The phone space is such a competitive market, and the cost of switching (launchers/to a different Android phone/to iOS) is so low, and the risk to future sales so high, I really doubt you'll see ads on the launcher.
> I think this is unlikely, but should it become the case, you can easily install an alternative launcher, something presumably impossible on the sheild.
Google is fundamentally an advertising company. I don't understand why people are surprised that an operating system made by an advertising company shows ads. It's the same reason Chrome's address bar makes you search instead of bringing up your history. It's the same reason Gmail even exists. Everything Google does has the ultimate purpose of showing advertising to you.
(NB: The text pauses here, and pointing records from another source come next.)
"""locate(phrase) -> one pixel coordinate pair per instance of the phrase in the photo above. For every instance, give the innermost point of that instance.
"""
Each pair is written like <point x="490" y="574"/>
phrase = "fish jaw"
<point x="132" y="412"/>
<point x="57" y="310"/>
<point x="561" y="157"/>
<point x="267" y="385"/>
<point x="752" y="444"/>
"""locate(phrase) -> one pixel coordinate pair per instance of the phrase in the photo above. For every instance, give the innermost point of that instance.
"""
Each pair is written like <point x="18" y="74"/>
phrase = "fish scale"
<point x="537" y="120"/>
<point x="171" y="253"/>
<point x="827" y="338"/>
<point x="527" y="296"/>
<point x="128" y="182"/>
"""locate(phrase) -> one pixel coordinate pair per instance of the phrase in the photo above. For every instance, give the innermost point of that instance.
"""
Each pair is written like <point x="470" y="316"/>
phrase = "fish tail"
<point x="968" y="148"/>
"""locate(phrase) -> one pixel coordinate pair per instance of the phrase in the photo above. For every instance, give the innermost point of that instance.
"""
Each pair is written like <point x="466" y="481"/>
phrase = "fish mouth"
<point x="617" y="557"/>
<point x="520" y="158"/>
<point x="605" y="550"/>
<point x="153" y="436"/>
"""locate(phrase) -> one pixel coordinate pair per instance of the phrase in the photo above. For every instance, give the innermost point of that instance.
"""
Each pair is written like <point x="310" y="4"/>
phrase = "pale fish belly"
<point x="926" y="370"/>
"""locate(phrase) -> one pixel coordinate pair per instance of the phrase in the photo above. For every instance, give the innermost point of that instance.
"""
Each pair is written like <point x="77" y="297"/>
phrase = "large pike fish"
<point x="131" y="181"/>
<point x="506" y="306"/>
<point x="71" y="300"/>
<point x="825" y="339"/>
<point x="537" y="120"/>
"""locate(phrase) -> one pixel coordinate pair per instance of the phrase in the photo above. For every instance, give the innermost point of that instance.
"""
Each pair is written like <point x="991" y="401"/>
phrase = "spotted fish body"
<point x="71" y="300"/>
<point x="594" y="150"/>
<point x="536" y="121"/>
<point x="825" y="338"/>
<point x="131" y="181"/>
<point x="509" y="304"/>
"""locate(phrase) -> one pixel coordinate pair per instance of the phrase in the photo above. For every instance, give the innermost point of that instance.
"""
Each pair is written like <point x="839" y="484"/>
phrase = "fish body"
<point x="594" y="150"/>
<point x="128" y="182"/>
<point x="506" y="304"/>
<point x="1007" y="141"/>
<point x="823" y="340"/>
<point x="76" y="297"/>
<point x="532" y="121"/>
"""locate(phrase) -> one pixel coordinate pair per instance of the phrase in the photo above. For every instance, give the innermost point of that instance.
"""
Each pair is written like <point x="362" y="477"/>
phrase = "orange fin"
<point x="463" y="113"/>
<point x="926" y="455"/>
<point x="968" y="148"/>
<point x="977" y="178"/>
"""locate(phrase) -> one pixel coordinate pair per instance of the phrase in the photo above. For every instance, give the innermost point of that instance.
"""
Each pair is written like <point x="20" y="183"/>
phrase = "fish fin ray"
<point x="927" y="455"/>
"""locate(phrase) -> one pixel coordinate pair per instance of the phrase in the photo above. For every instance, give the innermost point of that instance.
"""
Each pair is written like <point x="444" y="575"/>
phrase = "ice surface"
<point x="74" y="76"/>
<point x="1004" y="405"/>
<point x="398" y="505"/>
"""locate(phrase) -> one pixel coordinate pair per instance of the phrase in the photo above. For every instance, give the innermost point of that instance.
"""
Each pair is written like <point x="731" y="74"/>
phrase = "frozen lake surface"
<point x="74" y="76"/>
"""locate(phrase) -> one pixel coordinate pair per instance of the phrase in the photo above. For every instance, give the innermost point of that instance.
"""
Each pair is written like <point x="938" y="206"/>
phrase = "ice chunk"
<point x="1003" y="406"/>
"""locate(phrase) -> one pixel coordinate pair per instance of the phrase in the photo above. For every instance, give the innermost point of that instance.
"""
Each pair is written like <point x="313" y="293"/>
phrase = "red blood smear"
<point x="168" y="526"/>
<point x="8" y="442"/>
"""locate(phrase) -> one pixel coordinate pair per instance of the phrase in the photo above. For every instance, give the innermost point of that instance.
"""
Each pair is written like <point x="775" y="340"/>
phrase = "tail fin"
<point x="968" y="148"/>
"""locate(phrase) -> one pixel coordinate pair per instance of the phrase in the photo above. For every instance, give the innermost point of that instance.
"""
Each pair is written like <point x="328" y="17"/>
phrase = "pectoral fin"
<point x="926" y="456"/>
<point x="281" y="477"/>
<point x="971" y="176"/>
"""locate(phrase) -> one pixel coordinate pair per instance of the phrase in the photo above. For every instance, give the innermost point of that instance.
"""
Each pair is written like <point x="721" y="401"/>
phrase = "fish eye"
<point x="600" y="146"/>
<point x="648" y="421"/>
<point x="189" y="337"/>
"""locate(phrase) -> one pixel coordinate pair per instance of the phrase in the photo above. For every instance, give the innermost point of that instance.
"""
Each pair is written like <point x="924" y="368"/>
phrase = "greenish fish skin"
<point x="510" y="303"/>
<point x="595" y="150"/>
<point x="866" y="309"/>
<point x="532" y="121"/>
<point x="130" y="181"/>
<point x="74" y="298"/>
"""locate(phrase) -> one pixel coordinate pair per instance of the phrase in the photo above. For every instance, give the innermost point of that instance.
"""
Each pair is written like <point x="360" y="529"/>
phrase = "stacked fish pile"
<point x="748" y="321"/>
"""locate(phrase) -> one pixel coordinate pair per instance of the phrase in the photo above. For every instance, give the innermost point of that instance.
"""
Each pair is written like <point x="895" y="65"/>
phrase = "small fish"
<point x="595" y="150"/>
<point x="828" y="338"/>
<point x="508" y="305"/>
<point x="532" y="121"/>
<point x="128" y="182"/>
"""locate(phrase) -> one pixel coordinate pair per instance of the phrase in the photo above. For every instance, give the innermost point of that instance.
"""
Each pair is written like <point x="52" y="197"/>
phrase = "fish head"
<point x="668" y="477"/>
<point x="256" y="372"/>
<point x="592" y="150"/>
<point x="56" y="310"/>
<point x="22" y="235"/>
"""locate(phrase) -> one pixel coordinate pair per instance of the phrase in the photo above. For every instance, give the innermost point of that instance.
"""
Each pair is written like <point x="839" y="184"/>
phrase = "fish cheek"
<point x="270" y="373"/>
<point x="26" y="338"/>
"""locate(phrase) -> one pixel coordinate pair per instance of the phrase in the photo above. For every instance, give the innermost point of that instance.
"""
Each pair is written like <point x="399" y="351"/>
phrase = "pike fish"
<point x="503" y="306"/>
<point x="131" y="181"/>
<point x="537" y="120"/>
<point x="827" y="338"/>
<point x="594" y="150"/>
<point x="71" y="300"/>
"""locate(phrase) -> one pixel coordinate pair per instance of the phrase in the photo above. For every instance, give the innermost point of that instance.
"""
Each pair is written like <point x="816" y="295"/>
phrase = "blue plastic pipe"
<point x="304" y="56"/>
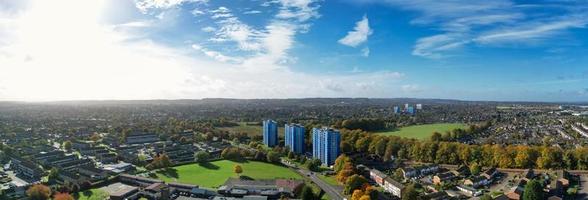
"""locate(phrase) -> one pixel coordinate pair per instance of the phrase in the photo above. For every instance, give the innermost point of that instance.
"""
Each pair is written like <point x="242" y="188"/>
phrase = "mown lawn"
<point x="422" y="131"/>
<point x="250" y="130"/>
<point x="93" y="194"/>
<point x="329" y="179"/>
<point x="214" y="174"/>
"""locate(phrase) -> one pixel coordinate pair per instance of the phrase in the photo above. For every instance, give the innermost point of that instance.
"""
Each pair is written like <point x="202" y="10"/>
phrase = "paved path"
<point x="333" y="192"/>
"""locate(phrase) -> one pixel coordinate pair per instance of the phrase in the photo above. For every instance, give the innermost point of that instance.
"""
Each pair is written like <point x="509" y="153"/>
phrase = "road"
<point x="333" y="192"/>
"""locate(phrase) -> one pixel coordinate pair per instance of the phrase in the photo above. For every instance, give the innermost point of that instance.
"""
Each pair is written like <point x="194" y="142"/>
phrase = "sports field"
<point x="214" y="174"/>
<point x="423" y="131"/>
<point x="92" y="194"/>
<point x="249" y="129"/>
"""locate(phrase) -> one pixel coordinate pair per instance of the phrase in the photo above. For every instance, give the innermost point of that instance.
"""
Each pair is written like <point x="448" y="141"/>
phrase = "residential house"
<point x="516" y="192"/>
<point x="443" y="177"/>
<point x="477" y="181"/>
<point x="393" y="187"/>
<point x="26" y="168"/>
<point x="490" y="173"/>
<point x="469" y="190"/>
<point x="377" y="176"/>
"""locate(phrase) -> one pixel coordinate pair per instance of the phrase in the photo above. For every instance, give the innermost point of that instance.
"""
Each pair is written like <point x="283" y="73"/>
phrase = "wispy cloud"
<point x="483" y="23"/>
<point x="148" y="5"/>
<point x="359" y="34"/>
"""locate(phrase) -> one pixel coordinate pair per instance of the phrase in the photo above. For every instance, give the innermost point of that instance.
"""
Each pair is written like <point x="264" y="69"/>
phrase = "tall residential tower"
<point x="294" y="138"/>
<point x="270" y="133"/>
<point x="325" y="145"/>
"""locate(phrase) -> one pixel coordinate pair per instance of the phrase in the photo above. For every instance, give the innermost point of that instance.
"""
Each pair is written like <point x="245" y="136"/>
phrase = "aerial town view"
<point x="293" y="99"/>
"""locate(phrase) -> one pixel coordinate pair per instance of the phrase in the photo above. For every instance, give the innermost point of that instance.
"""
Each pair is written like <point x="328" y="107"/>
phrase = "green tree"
<point x="313" y="165"/>
<point x="307" y="193"/>
<point x="273" y="157"/>
<point x="202" y="156"/>
<point x="238" y="170"/>
<point x="39" y="192"/>
<point x="486" y="197"/>
<point x="354" y="182"/>
<point x="533" y="191"/>
<point x="409" y="192"/>
<point x="67" y="145"/>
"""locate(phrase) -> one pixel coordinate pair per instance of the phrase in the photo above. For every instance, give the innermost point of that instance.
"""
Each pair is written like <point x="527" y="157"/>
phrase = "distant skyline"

Just imagine for one second that you bought a product with a Google OS thinking there won’t be ads and spyware on the thing. It’s frickin’ 2021, just imagine being completely ignorant of Google’s function in this, our current year.
Everybody has the right to buy an ad and spyware laden black box and install it in their home. But is it smart?
They're a company which spends billions of dollars hiring the people who play the game of manipulating others at the highest level. They're doing their absolute best to make sure people are ignorant. The average person is completely outmatched.
I know it's in whatever terms I, uh, "accepted", but there's just no escaping it in this day and age.
Fortunately, I know how to use ADB and just installed another launcher, but most other people just have to bend over and take it. No doubt ADB tricks won't be sufficient in future updates and I'll be playing more silly games with a device I own.
Apple is seems almost as bad too. There's recommendations that I don't want. It's certainly worse in that I would have even less control and be unable to remove them.
It's certainly a good thing that I don't live anywhere near a Google office, otherwise I'd be launching this POS through one of their windows if I did.